1

In this MAML paper, they use following formula of gradient descent update (see page 3, algorithm 1):

$$ \varTheta '\ =\varTheta \ −\ \alpha \nabla _{\varTheta }\mathcal{L}_{\mathcal{T}_{i}}( f_{\varTheta }) $$

My question is, what is the reason of having theta in subscript after gradient (nabla) ?

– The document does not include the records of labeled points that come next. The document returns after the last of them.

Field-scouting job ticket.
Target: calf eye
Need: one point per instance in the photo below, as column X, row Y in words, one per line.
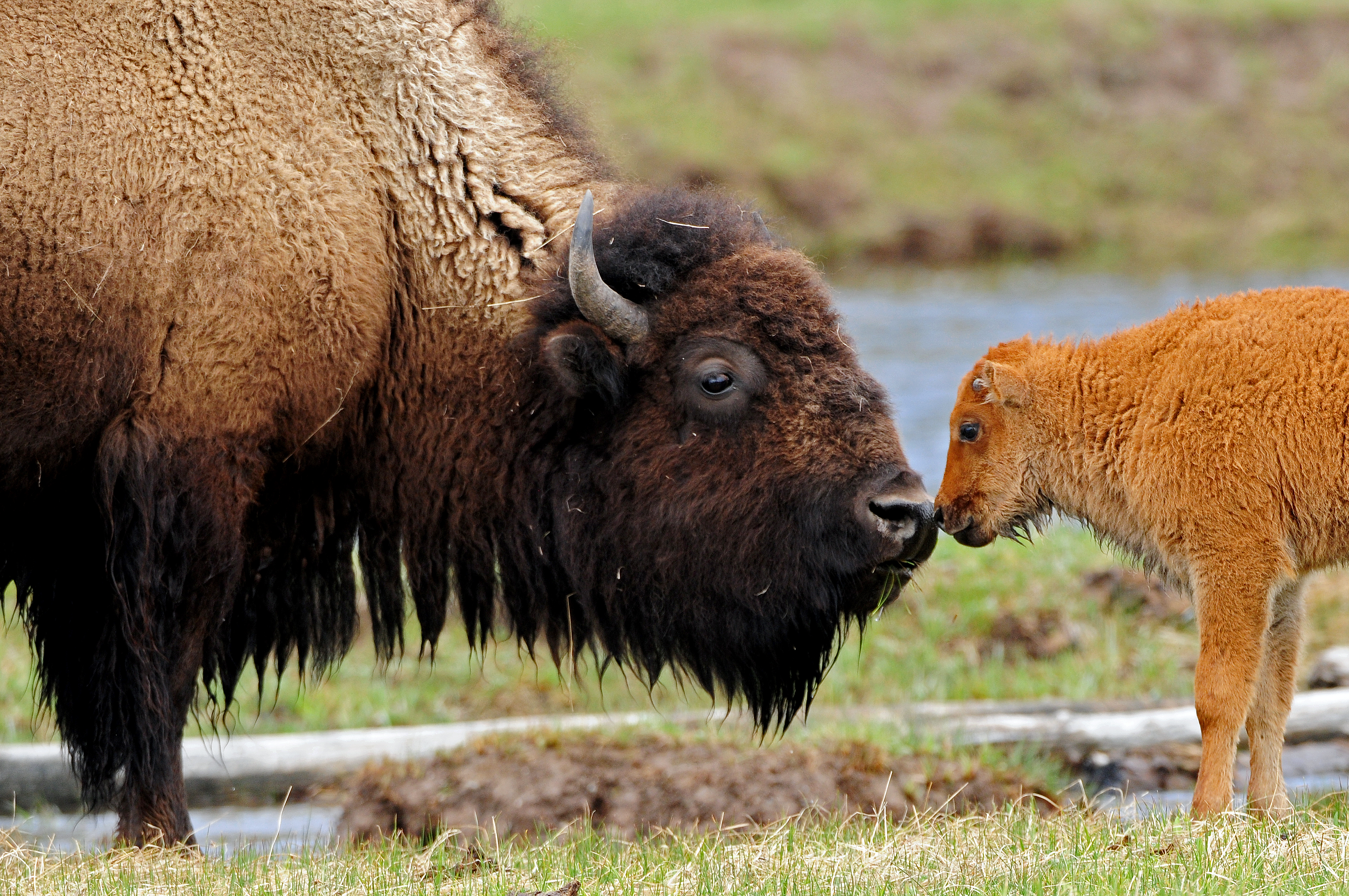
column 718, row 384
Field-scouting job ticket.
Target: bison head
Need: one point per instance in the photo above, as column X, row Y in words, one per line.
column 987, row 490
column 713, row 482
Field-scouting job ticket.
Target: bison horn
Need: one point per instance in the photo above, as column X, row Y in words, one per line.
column 621, row 319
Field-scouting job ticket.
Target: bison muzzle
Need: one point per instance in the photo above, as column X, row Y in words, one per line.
column 292, row 292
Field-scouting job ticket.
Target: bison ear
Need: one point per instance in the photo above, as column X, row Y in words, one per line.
column 1005, row 385
column 586, row 363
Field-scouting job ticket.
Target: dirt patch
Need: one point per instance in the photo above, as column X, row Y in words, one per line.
column 984, row 235
column 655, row 782
column 1132, row 591
column 1039, row 635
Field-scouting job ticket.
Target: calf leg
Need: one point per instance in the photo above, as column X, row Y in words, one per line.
column 1273, row 699
column 1234, row 614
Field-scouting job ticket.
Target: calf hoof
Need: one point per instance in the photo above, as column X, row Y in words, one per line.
column 1274, row 809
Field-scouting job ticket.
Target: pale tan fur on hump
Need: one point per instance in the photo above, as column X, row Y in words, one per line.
column 214, row 206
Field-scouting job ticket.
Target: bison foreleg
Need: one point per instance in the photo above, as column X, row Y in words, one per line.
column 175, row 511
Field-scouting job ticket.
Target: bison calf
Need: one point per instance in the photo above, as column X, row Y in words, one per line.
column 1211, row 445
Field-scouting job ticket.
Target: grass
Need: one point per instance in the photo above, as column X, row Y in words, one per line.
column 1011, row 852
column 923, row 647
column 930, row 646
column 1154, row 134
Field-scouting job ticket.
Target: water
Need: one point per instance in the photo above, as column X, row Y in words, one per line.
column 919, row 342
column 222, row 830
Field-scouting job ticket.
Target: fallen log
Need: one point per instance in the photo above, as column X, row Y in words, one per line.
column 1316, row 716
column 222, row 771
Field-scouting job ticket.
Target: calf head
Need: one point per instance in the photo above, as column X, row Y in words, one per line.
column 987, row 490
column 724, row 489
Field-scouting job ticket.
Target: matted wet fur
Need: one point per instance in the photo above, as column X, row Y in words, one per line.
column 280, row 289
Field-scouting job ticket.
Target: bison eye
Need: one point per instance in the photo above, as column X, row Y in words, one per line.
column 718, row 384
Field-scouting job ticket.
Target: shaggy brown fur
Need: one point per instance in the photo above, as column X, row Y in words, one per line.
column 1211, row 443
column 280, row 284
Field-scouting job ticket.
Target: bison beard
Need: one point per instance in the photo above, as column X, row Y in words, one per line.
column 180, row 494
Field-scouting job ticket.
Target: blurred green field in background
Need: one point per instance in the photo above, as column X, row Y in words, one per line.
column 942, row 640
column 1123, row 136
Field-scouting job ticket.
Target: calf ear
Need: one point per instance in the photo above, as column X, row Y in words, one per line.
column 586, row 363
column 1005, row 385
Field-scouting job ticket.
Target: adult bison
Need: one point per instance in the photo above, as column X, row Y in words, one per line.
column 284, row 284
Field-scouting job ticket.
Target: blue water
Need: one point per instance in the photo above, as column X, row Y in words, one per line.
column 921, row 341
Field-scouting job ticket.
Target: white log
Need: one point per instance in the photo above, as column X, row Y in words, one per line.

Specifically, why is it not like this:

$$ \displaystyle \varTheta '\ =\varTheta \ −\ \alpha \nabla \mathcal{L}_{\mathcal{T}_{i}}( f_{\varTheta }) \ $$

In other words why is not enough to tell it like just gradient of loss function?

gunes
  • 49,700
  • 3
  • 39
  • 75
Jan Musil
  • 291
  • 2
  • 9

1 Answers1

1

That means gradient with respect to $\theta$. In the context, there is little uncertainty and probably anyone reading the paper can understand that it is gradient wrt $\theta$ even if they hadn't used the subscript notation but there is no harm in being precise, especially in published work.

It's like writing $\frac{\partial f}{\partial \theta}$, instead of $f'$.

gunes
  • 49,700
  • 3
  • 39
  • 75